CREATE TABLE Person (
PersonId int Identity(1,1) not null,
PersonName varchar(20) not null
PRIMARY KEY CLUSTERED (PersonId)
)
GO
CREATE TABLE Size (
SizeId int IDENTITY (1,1) not null,
Size varchar(20) null,
PersonId int NOT NULL
PRIMARY KEY CLUSTERED (SizeId)
)
ALTER TABLE dbo.Size
ADD CONSTRAINT FK_Size_Person FOREIGN KEY (PersonId) REFERENCES dbo.Person (PersonId)
GO
INSERT INTO Person (PersonName)
VALUES ('Bob'), ('Bill'), ('Dave'), ('Nathan'), ('Luke')
GO
INSERT INTO Size (Size, PersonId)
VALUES ('32', 1), ('2XL', 1), ('Large', 1), ('Small', 2), ('Medium', 3)
CREATE FUNCTION [dbo].[fn_Sizes]
(
@PersonId int
)
RETURNS varchar(150)
AS
BEGIN
DECLARE @sizes varchar(150)
SET @sizes = (SELECT s.Size + ', '
FROM dbo.Size s
WHERE s.PersonId = @PersonId
FOR XML PATH(''))
-- Return the sizes
RETURN ISNULL(LEFT(@sizes, LEN(@sizes)-1),'')
END
Fixing a view and one of the issues is a function that combines multiple rows of values into one column. I'm not sure if the problem is the DISTINCT keyword, or the function, or the use of FOR XML PATH, or all of it. I am optimizing a view that takes 15 mins to run, and the execution plan says 90% of the work is in the DISTINCT sort. So I am looking for a way to get rid of it.

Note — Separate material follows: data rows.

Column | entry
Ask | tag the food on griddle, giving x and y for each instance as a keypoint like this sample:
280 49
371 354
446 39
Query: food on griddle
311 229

The actual view query is really big, but an example of this section is:
SELECT DISTINCT p.PersonName, dbo.fn_Sizes(p.PersonId) as Size
FROM dbo.Person p
JOIN dbo.Size s ON p.PersonId = s.PersonId
The DISTINCT is in there to get rid of the extra Bob rows, because Bob has many sizes. I need to keep the multiple sizes on Bob's row, but I don't want multiple rows of Bob. Is there a more efficient way to do that other than using DISTINCT?
Second, word on the street is that functions are best avoided if you are going for speed. I don't see a way to use "FOR XML PATH" outside the function, because I can't get it to work on just one column. So I am looking for a way to produce the multiple values on one row.